«Вчера, — писала газета, — состоялось погребение господина Амстеда, ужасная смерть которого на Амагерском полигоне так взволновала общественное мнение и произвела на всех такое потрясающее впечатление. В этот холодный осенний день в кладбищенской часовне у гроба покойного собрались провожающие. Их было немного. Фру Амстед была в глубоком трауре; рядом с ней — ее тринадцатилетний сын Лейф. Сюда пришли только родные и ближайшие друзья покойного. На скамьях обширной часовни, у гроба, сидело лишь несколько человек, но все были охвачены чувством глубокой скорби.
Пастор гарнизонной церкви Ольсен говорил красиво и проникновенно, взяв за основу текст псалма «Пока не закатится солнце, кто знает, как кончится день» — «Не судите, — сказал пастор, — да не судимы будете!» Никто не знает, что чувствовало сердце этого человека в последние горькие часы его жизни. Но мы все хорошо знаем, что он был заботливым мужем и нежным отцом...

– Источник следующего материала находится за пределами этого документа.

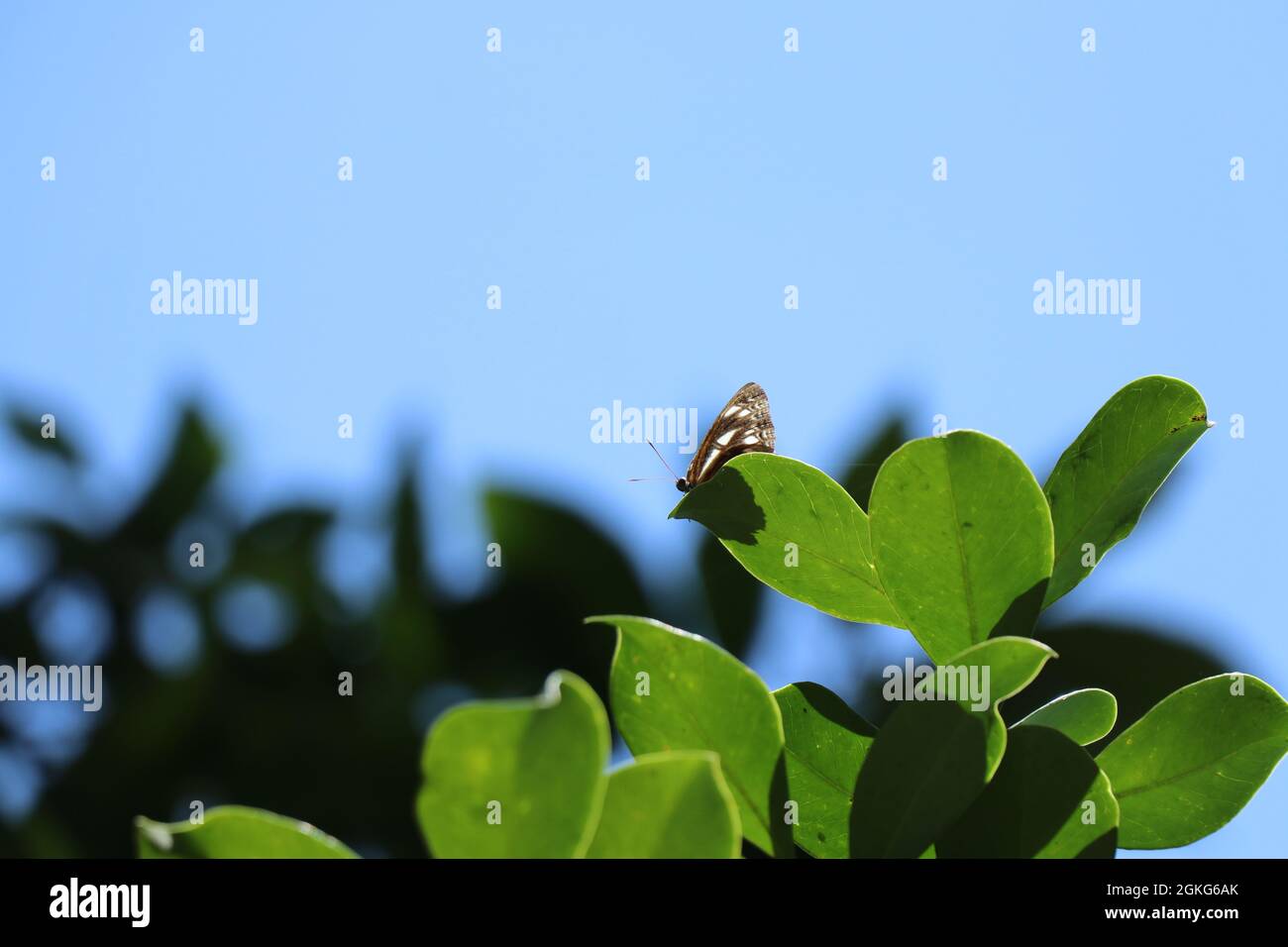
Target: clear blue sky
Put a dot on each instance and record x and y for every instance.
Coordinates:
(767, 169)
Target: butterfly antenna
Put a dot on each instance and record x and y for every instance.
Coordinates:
(662, 459)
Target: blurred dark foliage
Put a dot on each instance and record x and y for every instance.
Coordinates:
(268, 727)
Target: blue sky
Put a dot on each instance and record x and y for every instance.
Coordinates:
(767, 169)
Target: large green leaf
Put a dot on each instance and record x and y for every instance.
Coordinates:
(825, 745)
(1048, 799)
(962, 540)
(1083, 715)
(516, 779)
(797, 530)
(236, 831)
(669, 805)
(675, 690)
(1104, 479)
(923, 770)
(1193, 762)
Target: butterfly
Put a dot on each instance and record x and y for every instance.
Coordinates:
(742, 427)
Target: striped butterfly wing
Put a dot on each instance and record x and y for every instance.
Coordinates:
(742, 427)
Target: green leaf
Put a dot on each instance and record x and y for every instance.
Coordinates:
(1104, 479)
(1193, 762)
(669, 805)
(236, 831)
(1083, 644)
(825, 745)
(797, 530)
(962, 540)
(1006, 667)
(1048, 799)
(923, 770)
(675, 690)
(1085, 715)
(516, 779)
(734, 596)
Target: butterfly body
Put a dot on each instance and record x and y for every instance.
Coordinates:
(742, 427)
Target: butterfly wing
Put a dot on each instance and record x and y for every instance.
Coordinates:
(742, 427)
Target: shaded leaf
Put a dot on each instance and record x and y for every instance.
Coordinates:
(516, 779)
(1085, 715)
(923, 770)
(236, 831)
(669, 805)
(1006, 667)
(825, 745)
(962, 540)
(1048, 799)
(1106, 478)
(1146, 665)
(797, 530)
(675, 690)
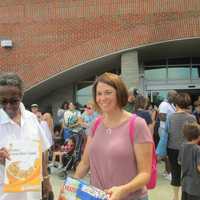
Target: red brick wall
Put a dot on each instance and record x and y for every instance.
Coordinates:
(50, 37)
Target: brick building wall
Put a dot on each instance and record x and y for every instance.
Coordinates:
(52, 36)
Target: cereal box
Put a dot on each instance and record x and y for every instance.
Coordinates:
(75, 189)
(23, 170)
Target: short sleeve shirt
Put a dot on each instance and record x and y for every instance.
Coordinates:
(29, 129)
(167, 109)
(112, 160)
(189, 157)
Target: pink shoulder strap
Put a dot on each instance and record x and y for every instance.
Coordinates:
(96, 124)
(132, 127)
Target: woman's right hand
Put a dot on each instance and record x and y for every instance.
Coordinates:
(4, 154)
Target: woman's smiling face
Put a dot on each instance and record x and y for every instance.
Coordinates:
(106, 97)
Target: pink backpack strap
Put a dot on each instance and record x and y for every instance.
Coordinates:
(132, 127)
(96, 124)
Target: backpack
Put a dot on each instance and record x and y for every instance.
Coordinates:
(153, 179)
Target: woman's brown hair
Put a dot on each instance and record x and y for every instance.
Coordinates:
(116, 82)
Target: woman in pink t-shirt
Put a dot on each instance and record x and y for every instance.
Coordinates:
(117, 166)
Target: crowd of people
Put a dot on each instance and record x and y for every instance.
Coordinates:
(172, 126)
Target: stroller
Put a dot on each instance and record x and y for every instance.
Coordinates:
(71, 160)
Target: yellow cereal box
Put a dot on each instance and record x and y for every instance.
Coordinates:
(23, 170)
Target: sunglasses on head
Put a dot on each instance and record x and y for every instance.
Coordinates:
(12, 101)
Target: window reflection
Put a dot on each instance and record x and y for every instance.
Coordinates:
(155, 73)
(172, 69)
(180, 73)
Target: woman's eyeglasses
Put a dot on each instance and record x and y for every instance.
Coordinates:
(12, 101)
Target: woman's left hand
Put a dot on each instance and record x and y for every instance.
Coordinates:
(46, 188)
(116, 193)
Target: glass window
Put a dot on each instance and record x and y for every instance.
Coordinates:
(174, 61)
(155, 73)
(155, 62)
(84, 95)
(195, 60)
(180, 73)
(195, 71)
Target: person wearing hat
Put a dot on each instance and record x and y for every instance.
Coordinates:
(34, 108)
(17, 123)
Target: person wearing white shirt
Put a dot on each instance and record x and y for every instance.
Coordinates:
(166, 108)
(18, 123)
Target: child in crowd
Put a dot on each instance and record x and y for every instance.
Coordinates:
(189, 158)
(68, 148)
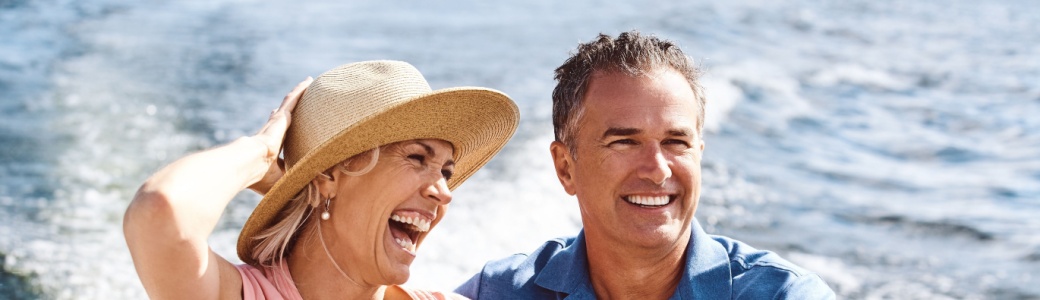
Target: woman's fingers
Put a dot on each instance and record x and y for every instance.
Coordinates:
(274, 132)
(280, 119)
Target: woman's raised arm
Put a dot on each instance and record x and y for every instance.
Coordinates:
(176, 209)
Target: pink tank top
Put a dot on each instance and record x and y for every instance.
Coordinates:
(276, 283)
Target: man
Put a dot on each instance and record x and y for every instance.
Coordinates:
(628, 115)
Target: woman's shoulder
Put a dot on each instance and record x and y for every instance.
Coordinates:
(266, 283)
(398, 292)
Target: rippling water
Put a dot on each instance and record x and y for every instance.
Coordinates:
(890, 147)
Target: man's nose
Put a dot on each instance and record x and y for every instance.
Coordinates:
(654, 167)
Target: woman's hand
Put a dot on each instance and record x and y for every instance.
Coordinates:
(271, 135)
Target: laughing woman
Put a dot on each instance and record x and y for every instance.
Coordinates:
(370, 157)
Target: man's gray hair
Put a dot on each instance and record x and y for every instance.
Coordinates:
(631, 54)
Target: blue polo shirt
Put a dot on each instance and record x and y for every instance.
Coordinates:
(717, 268)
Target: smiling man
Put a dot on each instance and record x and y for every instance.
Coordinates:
(628, 116)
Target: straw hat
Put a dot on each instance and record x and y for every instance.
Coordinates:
(359, 106)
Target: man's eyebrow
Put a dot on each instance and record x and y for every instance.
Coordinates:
(620, 131)
(680, 132)
(432, 153)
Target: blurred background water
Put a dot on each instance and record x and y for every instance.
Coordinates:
(886, 145)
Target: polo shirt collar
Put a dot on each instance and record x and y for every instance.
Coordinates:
(567, 272)
(707, 274)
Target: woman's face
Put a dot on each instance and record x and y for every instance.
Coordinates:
(380, 218)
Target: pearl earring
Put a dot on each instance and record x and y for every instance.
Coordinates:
(326, 215)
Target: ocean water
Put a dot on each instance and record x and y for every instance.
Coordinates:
(890, 146)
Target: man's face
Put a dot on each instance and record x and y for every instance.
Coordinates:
(637, 169)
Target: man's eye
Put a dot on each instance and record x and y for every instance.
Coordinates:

Затем хор пропел прекрасный псалом «С дальней колокольни благовест несется». «И ушел он, как осенью солнце уходит!» — прозвучали последние слова. Можно ли было выбрать что-либо более отвечающее настроению всех присутствующих?
Под звуки гимна «О, как прекрасна земля!» друзья покойного понесли гроб из часовни. Некоторым показалось, что он необычайно легок...
Три первые комка земли, брошенные пастором, гулко ударились о гроб, почти пустой.
Слезы вдовы упали на траву...»
Глава 15
Фру Амстед продолжала жить на улице Херлуф-Троллесгаде.
— Я делаю это ради Лейфа. Лейф и я — мы хотим сохранить наше прежнее жилище. Пусть все остается так, как было раньше и как нравилось ему. Лейф не должен забывать своего дорогого папочку.
И если теперь Лейф отказывался доесть какое-нибудь блюдо, ему предлагали подумать, как отнесся бы к этому отец.
— Что сказал бы, по-твоему, наш папочка, знай он, что у тебя опять остались на краях тарелки недоеденные куски?
И Лейф, весь в слезах, страдая от угрызений совести, кое-как проглатывал остывшие фрикадельки с остатками сельдерея.
Так же обстояло дело и с уроками: с сочинениями по-немецки, а по четвергам — с задачами по математике.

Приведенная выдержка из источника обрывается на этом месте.